John
Lavan is a poet living in the north of England who has been creating
poetry for the last five years, with some success in competitions and
in publishing. His poems are inspired by people and events in life, not
by any fanciful flights. He believes that every person has a unique,
tender soft spot at the center of their humanity and it is the poet’s
mission to reach that place inside oneself and then express from that
place in sound and words. No mean task! Only then can a poet touch the
soft spot in the reader, and that is when a true connection occurs.

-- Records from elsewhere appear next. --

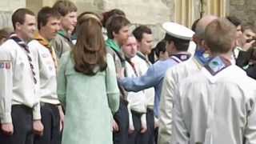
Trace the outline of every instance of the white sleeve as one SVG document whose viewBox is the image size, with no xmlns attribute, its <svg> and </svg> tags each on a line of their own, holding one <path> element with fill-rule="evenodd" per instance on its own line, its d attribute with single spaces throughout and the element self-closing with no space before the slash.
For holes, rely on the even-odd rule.
<svg viewBox="0 0 256 144">
<path fill-rule="evenodd" d="M 184 115 L 182 109 L 181 94 L 178 89 L 175 89 L 175 98 L 174 99 L 174 109 L 172 111 L 173 126 L 171 143 L 188 144 L 189 132 L 184 122 Z"/>
<path fill-rule="evenodd" d="M 10 54 L 2 47 L 0 47 L 0 90 L 1 123 L 12 123 L 13 62 Z"/>
<path fill-rule="evenodd" d="M 169 70 L 162 82 L 160 99 L 158 143 L 171 143 L 173 97 L 175 86 L 171 74 L 172 71 Z"/>
</svg>

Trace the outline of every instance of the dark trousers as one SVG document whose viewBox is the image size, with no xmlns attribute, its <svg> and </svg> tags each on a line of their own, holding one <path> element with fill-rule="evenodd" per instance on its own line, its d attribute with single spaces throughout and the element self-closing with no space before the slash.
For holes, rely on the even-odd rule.
<svg viewBox="0 0 256 144">
<path fill-rule="evenodd" d="M 141 134 L 141 130 L 142 130 L 141 118 L 142 118 L 142 113 L 138 113 L 138 112 L 131 110 L 131 114 L 133 116 L 134 131 L 132 134 L 130 134 L 128 135 L 128 144 L 144 144 L 143 139 L 142 137 L 142 134 Z"/>
<path fill-rule="evenodd" d="M 6 136 L 0 130 L 1 144 L 33 144 L 32 109 L 24 105 L 11 107 L 14 134 Z"/>
<path fill-rule="evenodd" d="M 41 103 L 43 135 L 34 137 L 34 144 L 61 144 L 60 115 L 58 106 Z"/>
<path fill-rule="evenodd" d="M 119 131 L 114 132 L 114 144 L 127 144 L 128 128 L 129 128 L 129 114 L 127 103 L 122 100 L 120 101 L 119 109 L 114 116 L 114 120 L 118 125 Z"/>
</svg>

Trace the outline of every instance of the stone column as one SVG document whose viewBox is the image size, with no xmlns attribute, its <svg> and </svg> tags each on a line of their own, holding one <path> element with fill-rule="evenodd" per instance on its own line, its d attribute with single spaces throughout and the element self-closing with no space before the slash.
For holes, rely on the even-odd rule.
<svg viewBox="0 0 256 144">
<path fill-rule="evenodd" d="M 26 7 L 26 0 L 1 1 L 0 2 L 0 29 L 12 27 L 11 14 L 18 8 Z"/>
</svg>

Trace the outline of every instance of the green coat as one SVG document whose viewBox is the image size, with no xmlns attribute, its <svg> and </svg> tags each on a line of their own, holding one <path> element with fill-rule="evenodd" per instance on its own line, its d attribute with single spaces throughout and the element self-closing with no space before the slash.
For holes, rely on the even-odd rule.
<svg viewBox="0 0 256 144">
<path fill-rule="evenodd" d="M 58 95 L 66 110 L 62 144 L 112 144 L 111 119 L 119 106 L 114 60 L 94 76 L 78 73 L 70 53 L 62 55 Z"/>
</svg>

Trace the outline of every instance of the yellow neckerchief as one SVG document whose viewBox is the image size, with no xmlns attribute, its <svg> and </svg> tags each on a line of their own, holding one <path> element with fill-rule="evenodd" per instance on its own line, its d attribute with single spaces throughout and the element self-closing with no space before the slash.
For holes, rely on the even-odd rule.
<svg viewBox="0 0 256 144">
<path fill-rule="evenodd" d="M 56 56 L 56 53 L 54 49 L 53 48 L 53 46 L 50 46 L 49 41 L 47 39 L 46 39 L 45 38 L 42 37 L 42 35 L 40 35 L 40 34 L 38 32 L 37 32 L 34 37 L 34 39 L 38 41 L 38 42 L 44 46 L 46 48 L 47 48 L 51 54 L 51 57 L 54 60 L 54 66 L 55 66 L 55 70 L 57 70 L 57 66 L 58 66 L 58 62 L 57 62 L 57 56 Z"/>
</svg>

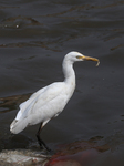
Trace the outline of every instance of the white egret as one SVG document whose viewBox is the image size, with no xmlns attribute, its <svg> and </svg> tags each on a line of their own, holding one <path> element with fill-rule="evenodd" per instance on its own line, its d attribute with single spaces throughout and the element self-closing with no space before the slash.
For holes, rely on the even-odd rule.
<svg viewBox="0 0 124 166">
<path fill-rule="evenodd" d="M 50 151 L 40 137 L 43 126 L 53 117 L 56 117 L 65 107 L 75 89 L 75 73 L 73 63 L 76 61 L 100 61 L 95 58 L 85 56 L 79 52 L 70 52 L 65 55 L 62 68 L 64 74 L 63 82 L 52 83 L 38 92 L 30 98 L 20 104 L 20 111 L 10 125 L 13 134 L 22 132 L 27 126 L 41 123 L 37 133 L 37 138 L 41 147 Z"/>
</svg>

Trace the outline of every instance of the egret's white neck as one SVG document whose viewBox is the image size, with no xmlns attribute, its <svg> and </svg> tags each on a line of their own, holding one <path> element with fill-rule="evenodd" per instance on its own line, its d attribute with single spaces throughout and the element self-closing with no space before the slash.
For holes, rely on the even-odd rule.
<svg viewBox="0 0 124 166">
<path fill-rule="evenodd" d="M 70 60 L 64 59 L 62 63 L 63 74 L 64 74 L 64 82 L 72 83 L 75 86 L 75 72 L 73 70 L 73 62 Z"/>
</svg>

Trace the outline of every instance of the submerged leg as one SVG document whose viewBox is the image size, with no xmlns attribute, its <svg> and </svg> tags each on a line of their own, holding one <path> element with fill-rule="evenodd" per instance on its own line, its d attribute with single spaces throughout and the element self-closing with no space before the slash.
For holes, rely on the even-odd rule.
<svg viewBox="0 0 124 166">
<path fill-rule="evenodd" d="M 41 123 L 41 125 L 39 127 L 39 131 L 37 133 L 37 138 L 38 138 L 38 142 L 39 142 L 39 145 L 40 145 L 40 147 L 44 147 L 46 151 L 50 152 L 51 149 L 45 145 L 45 143 L 40 137 L 41 129 L 42 129 L 42 123 Z"/>
</svg>

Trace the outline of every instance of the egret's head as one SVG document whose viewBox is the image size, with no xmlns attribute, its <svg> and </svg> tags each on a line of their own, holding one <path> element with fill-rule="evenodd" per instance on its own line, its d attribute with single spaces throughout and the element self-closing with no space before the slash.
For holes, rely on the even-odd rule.
<svg viewBox="0 0 124 166">
<path fill-rule="evenodd" d="M 72 63 L 74 63 L 76 61 L 85 61 L 85 60 L 86 61 L 96 61 L 97 62 L 96 66 L 100 64 L 99 59 L 85 56 L 85 55 L 81 54 L 80 52 L 75 52 L 75 51 L 68 53 L 66 60 L 71 61 Z"/>
</svg>

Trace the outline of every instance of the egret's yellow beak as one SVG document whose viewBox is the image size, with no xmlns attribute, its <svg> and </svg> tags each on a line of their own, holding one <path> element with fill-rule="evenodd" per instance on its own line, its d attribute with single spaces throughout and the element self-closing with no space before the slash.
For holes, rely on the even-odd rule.
<svg viewBox="0 0 124 166">
<path fill-rule="evenodd" d="M 96 66 L 99 66 L 99 64 L 100 64 L 99 59 L 95 59 L 95 58 L 90 58 L 90 56 L 83 55 L 82 59 L 83 59 L 83 60 L 86 60 L 86 61 L 96 61 L 96 62 L 97 62 Z"/>
</svg>

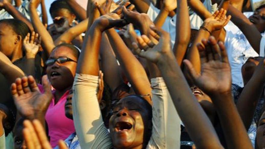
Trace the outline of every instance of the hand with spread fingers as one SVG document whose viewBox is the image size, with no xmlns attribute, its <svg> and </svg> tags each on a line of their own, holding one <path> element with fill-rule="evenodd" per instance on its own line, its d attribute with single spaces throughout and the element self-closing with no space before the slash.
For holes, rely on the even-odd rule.
<svg viewBox="0 0 265 149">
<path fill-rule="evenodd" d="M 43 94 L 41 93 L 31 76 L 18 78 L 11 85 L 11 92 L 15 104 L 22 116 L 32 120 L 45 115 L 53 95 L 47 75 L 42 77 L 42 82 Z"/>
<path fill-rule="evenodd" d="M 28 33 L 25 37 L 23 42 L 23 46 L 26 52 L 26 57 L 27 58 L 34 58 L 40 47 L 41 37 L 37 33 L 35 33 L 34 31 L 31 33 L 31 36 Z"/>
<path fill-rule="evenodd" d="M 230 20 L 231 16 L 226 17 L 227 11 L 223 8 L 215 11 L 210 17 L 205 20 L 202 26 L 206 28 L 210 32 L 221 29 Z"/>
<path fill-rule="evenodd" d="M 201 72 L 198 74 L 189 60 L 183 62 L 195 85 L 209 95 L 231 92 L 231 70 L 223 43 L 217 43 L 213 36 L 208 40 L 203 39 L 197 45 L 201 64 Z"/>
<path fill-rule="evenodd" d="M 101 16 L 94 23 L 103 32 L 114 27 L 122 27 L 128 24 L 116 14 L 110 13 Z"/>
<path fill-rule="evenodd" d="M 23 137 L 28 149 L 51 149 L 51 146 L 46 135 L 43 127 L 39 121 L 34 120 L 32 122 L 26 120 L 23 122 Z M 67 149 L 64 142 L 61 140 L 58 143 L 60 149 Z"/>
<path fill-rule="evenodd" d="M 135 53 L 141 57 L 156 63 L 161 60 L 164 54 L 172 52 L 170 37 L 168 33 L 163 29 L 157 29 L 153 26 L 150 27 L 150 29 L 156 35 L 154 37 L 159 40 L 158 44 L 155 45 L 149 38 L 144 35 L 137 38 L 139 46 L 135 42 L 132 43 L 132 45 Z M 144 51 L 141 50 L 141 49 Z"/>
</svg>

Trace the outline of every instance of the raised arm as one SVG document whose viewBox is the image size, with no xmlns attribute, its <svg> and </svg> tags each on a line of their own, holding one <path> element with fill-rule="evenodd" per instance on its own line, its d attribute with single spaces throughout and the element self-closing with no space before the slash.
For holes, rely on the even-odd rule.
<svg viewBox="0 0 265 149">
<path fill-rule="evenodd" d="M 76 37 L 85 32 L 88 24 L 88 19 L 82 21 L 75 26 L 65 32 L 54 42 L 55 45 L 62 43 L 70 43 Z"/>
<path fill-rule="evenodd" d="M 236 104 L 247 130 L 250 126 L 265 85 L 264 64 L 263 61 L 260 62 L 250 80 L 244 87 Z"/>
<path fill-rule="evenodd" d="M 158 15 L 154 21 L 157 27 L 162 27 L 168 15 L 177 8 L 176 0 L 164 0 Z M 189 17 L 188 17 L 188 18 Z M 179 18 L 177 17 L 177 18 Z"/>
<path fill-rule="evenodd" d="M 204 20 L 188 53 L 187 59 L 194 66 L 194 68 L 198 73 L 201 72 L 201 63 L 196 45 L 198 43 L 201 43 L 202 39 L 209 38 L 213 31 L 220 29 L 228 23 L 231 16 L 226 17 L 226 11 L 222 9 L 220 11 L 216 11 L 211 17 Z"/>
<path fill-rule="evenodd" d="M 87 29 L 78 59 L 73 85 L 73 110 L 76 130 L 82 148 L 110 148 L 112 146 L 96 94 L 102 33 L 106 29 L 124 24 L 124 20 L 117 19 L 117 15 L 112 17 L 101 17 Z"/>
<path fill-rule="evenodd" d="M 197 147 L 223 148 L 210 122 L 192 93 L 177 64 L 170 48 L 169 35 L 160 29 L 152 28 L 160 36 L 159 44 L 144 51 L 137 48 L 135 43 L 135 52 L 158 67 L 179 115 Z M 194 122 L 196 122 L 195 127 Z"/>
<path fill-rule="evenodd" d="M 241 12 L 231 5 L 229 6 L 227 14 L 232 16 L 231 20 L 242 31 L 255 51 L 259 53 L 262 36 L 260 32 L 255 25 Z"/>
<path fill-rule="evenodd" d="M 195 84 L 211 98 L 217 111 L 228 149 L 253 149 L 232 99 L 231 68 L 223 43 L 213 36 L 198 44 L 201 72 L 188 60 L 184 63 Z"/>
<path fill-rule="evenodd" d="M 173 51 L 179 65 L 182 65 L 190 39 L 191 28 L 186 1 L 177 1 L 176 35 Z"/>
<path fill-rule="evenodd" d="M 140 13 L 146 13 L 151 3 L 149 0 L 131 0 L 130 2 L 135 6 L 137 11 Z"/>
<path fill-rule="evenodd" d="M 33 31 L 33 27 L 30 21 L 7 0 L 1 0 L 0 1 L 0 7 L 5 9 L 14 18 L 21 20 L 26 24 L 30 30 L 32 32 Z"/>
<path fill-rule="evenodd" d="M 55 46 L 52 38 L 42 24 L 37 13 L 36 9 L 40 2 L 40 0 L 31 0 L 30 2 L 29 8 L 34 29 L 42 38 L 43 42 L 42 45 L 48 57 Z"/>
<path fill-rule="evenodd" d="M 45 25 L 48 24 L 48 16 L 47 15 L 47 11 L 46 11 L 46 7 L 45 5 L 45 2 L 44 0 L 42 0 L 40 3 L 42 9 L 42 24 Z"/>
<path fill-rule="evenodd" d="M 65 0 L 71 7 L 75 14 L 80 20 L 83 21 L 86 19 L 86 10 L 79 5 L 75 0 Z"/>
</svg>

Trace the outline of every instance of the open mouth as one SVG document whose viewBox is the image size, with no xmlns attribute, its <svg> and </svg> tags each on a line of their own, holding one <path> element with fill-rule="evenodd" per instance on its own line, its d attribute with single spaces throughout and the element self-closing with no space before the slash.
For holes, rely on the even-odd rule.
<svg viewBox="0 0 265 149">
<path fill-rule="evenodd" d="M 117 131 L 126 131 L 132 128 L 132 125 L 129 123 L 119 122 L 116 123 L 115 129 Z"/>
<path fill-rule="evenodd" d="M 55 76 L 58 76 L 61 75 L 59 73 L 56 71 L 53 71 L 51 73 L 51 76 L 54 77 Z"/>
<path fill-rule="evenodd" d="M 196 95 L 196 94 L 199 94 L 201 95 L 203 95 L 203 93 L 202 93 L 202 92 L 200 91 L 198 91 L 198 90 L 195 90 L 193 91 L 192 92 L 192 93 L 194 95 Z"/>
</svg>

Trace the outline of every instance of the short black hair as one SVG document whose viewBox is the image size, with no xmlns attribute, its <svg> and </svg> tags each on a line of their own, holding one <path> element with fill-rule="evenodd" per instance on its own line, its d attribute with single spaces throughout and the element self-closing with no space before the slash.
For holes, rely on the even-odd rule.
<svg viewBox="0 0 265 149">
<path fill-rule="evenodd" d="M 80 49 L 76 46 L 69 44 L 69 43 L 63 43 L 55 47 L 52 51 L 56 50 L 56 49 L 60 48 L 61 47 L 66 47 L 71 49 L 73 53 L 75 56 L 78 59 L 79 57 L 79 55 L 80 54 Z"/>
<path fill-rule="evenodd" d="M 22 41 L 30 30 L 26 24 L 19 20 L 14 19 L 3 19 L 0 20 L 0 23 L 8 25 L 17 34 L 22 37 Z"/>
<path fill-rule="evenodd" d="M 56 0 L 51 4 L 51 7 L 50 8 L 49 10 L 50 14 L 51 14 L 51 15 L 52 17 L 56 17 L 54 16 L 54 13 L 62 9 L 67 9 L 69 11 L 70 13 L 73 13 L 72 9 L 66 1 L 64 0 Z"/>
</svg>

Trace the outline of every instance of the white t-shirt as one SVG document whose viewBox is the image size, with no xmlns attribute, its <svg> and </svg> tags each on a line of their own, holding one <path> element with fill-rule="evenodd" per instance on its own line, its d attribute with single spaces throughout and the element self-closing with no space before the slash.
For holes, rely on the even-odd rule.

Explore more of his work at his blog, poemsfromreality. This poem is about the birth of a magical son. And this is a magical poem!
A Birth
By John Lavan
I’m painting windows
listening to noise outside;
teenagers shouting above an autumn wind.
Normal teenage girls, I guess.
Normal?
Back to Andrew’s birth and a room
–sky blue and white–high on a hill
in Yorkshire. For 40 minutes in a life
he seemed normal. Then
they said I should hold him
and so I did
as any firstborn father cradles–clumsily–
and he transformed:
“Down Syndrome probably,” they said.
Shock. Grievous. Tears soaked
through family. Loss
of expectation flowed.
We couldn’t see! Embarrassing now, unaware,
as I clumsily drip paint onto cold pink hands,
that a teacher had been born.
John, being the grandmother of an autistic child, I totally empathize. Without him in our lives, I would be an incomplete human being. He has taught me more than I could ever begin to repay. And done it with love.